Expands InfoSphere and Cognos Software for Integrating and Analyzing Information
Consistent with the company’s strategy, IBM will continue to support and enhance Initiate’s technologies while helping clients take advantage of the broader IBM portfolio. Customers will benefit from additional information management capabilities including: clinical analytics, information discovery and transformation and data warehousing and business intelligence.

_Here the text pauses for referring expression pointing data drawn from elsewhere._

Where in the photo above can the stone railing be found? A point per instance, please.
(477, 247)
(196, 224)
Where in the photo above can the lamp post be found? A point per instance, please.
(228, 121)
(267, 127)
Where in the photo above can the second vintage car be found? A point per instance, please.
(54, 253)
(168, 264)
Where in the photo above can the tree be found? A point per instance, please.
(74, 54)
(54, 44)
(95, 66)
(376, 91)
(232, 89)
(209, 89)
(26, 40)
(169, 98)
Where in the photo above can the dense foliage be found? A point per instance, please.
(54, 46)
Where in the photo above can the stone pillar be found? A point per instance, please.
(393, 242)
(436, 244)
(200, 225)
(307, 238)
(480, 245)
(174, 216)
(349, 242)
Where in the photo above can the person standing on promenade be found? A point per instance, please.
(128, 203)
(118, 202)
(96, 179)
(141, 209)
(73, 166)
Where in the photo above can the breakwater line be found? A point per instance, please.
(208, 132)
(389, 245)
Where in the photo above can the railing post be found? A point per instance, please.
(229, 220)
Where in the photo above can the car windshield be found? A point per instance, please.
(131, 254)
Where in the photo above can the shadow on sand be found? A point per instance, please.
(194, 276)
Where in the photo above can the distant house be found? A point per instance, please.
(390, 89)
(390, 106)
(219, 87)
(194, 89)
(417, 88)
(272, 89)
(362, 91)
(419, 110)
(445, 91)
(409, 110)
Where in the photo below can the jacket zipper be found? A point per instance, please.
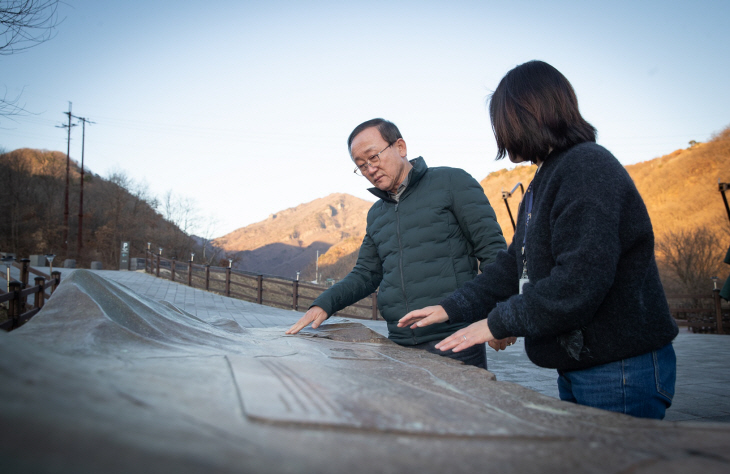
(400, 266)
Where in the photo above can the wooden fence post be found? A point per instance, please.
(56, 280)
(260, 292)
(718, 310)
(40, 297)
(14, 304)
(295, 295)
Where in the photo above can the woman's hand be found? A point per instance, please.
(476, 333)
(424, 317)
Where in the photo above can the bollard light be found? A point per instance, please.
(8, 262)
(50, 258)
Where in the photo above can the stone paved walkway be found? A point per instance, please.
(703, 360)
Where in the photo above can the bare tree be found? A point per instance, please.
(24, 24)
(692, 256)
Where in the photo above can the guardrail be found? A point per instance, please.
(19, 310)
(700, 313)
(257, 288)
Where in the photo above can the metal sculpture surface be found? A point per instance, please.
(105, 380)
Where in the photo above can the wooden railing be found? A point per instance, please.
(19, 310)
(257, 288)
(701, 313)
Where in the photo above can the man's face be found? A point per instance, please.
(392, 167)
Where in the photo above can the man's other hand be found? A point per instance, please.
(315, 316)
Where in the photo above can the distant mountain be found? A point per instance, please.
(288, 241)
(680, 191)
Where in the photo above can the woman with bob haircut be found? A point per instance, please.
(579, 281)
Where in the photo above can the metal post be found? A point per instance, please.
(718, 310)
(56, 280)
(260, 291)
(14, 304)
(24, 275)
(295, 295)
(40, 297)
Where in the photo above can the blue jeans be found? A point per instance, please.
(641, 386)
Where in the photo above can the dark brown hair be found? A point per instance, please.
(388, 131)
(535, 109)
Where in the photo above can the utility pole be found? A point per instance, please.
(79, 240)
(68, 170)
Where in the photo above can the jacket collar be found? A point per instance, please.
(414, 175)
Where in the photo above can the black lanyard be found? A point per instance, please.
(528, 211)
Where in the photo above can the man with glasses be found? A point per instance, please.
(424, 239)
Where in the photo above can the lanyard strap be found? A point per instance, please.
(528, 211)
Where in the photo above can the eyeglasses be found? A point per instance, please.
(372, 161)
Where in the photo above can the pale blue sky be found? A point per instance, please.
(245, 107)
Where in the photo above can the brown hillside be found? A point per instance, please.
(288, 241)
(680, 189)
(506, 180)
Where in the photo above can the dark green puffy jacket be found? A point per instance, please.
(420, 249)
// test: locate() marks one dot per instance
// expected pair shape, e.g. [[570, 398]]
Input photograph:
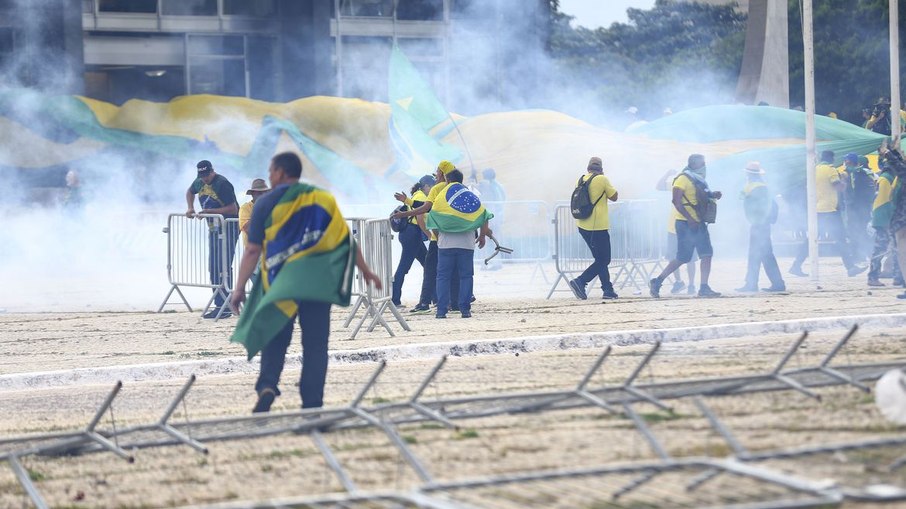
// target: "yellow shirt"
[[690, 198], [825, 178], [432, 195], [600, 189], [885, 187], [245, 215], [416, 196]]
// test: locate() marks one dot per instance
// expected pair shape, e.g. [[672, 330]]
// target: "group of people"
[[849, 199], [451, 218]]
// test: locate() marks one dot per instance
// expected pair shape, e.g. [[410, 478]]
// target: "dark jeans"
[[412, 240], [598, 242], [429, 281], [832, 224], [462, 261], [215, 255], [761, 252], [314, 320], [884, 242]]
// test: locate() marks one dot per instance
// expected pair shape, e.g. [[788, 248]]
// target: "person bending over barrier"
[[305, 251], [216, 196], [412, 237], [691, 197]]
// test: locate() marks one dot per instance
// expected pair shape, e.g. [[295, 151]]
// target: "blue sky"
[[596, 13]]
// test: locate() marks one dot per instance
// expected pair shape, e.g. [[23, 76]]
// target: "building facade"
[[273, 50]]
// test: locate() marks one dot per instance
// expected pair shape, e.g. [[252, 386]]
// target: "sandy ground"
[[245, 470]]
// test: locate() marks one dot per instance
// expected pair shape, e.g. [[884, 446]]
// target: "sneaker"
[[610, 295], [797, 271], [705, 291], [212, 314], [421, 308], [855, 270], [578, 289], [654, 288], [265, 400]]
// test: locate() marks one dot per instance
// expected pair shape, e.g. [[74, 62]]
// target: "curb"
[[235, 365]]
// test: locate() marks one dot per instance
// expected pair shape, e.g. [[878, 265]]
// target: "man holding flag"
[[455, 213], [305, 251]]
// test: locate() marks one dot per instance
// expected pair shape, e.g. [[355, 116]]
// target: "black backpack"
[[580, 203], [400, 224]]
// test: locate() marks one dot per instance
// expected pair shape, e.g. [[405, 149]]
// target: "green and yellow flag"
[[308, 254], [457, 210]]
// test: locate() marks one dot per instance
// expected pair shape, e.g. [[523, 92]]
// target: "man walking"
[[827, 187], [881, 213], [761, 212], [216, 196], [302, 243], [594, 229], [691, 197]]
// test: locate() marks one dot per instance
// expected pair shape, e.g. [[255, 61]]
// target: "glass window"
[[371, 8], [189, 7], [420, 9], [256, 8], [139, 6], [216, 45]]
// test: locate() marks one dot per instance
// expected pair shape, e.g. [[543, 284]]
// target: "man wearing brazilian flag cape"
[[306, 255], [455, 214]]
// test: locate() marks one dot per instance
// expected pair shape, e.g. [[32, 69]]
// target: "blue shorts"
[[689, 242]]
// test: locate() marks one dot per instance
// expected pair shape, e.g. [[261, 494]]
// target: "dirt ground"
[[245, 470]]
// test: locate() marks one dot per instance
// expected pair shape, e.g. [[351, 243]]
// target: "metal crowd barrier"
[[375, 239], [636, 240], [188, 256]]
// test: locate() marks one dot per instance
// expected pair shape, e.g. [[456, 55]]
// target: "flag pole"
[[894, 69], [810, 156]]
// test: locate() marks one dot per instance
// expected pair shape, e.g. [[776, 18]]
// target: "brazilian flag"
[[308, 254], [457, 210]]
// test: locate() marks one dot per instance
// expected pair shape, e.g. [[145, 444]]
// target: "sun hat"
[[258, 185], [754, 168], [445, 167]]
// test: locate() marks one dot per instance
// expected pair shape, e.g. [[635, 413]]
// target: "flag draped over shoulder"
[[308, 254], [457, 210]]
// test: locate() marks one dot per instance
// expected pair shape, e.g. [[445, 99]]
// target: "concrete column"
[[765, 75]]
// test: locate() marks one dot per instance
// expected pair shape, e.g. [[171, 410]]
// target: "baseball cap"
[[204, 166], [445, 167]]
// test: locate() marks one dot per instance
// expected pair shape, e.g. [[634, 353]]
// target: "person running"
[[412, 238], [678, 284], [594, 229], [690, 202]]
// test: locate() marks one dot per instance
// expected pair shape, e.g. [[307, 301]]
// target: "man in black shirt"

IBM’s acquisition of Initiate extends the company’s business analytics strategy, including the range of offerings available through IBM’s recently-announced Business Analytics and Optimization Consulting organization which includes a team of 4,000 consultants, a network of analytics solution centers, and is backed by an overall investment of more than $10 billion in organic growth and acquisitions.
The transaction is subject to customary closing conditions and regulatory clearance and is expected to close in the first quarter of 2010. IBM intends to integrate the Initiate organization with its Information Management business after the closing.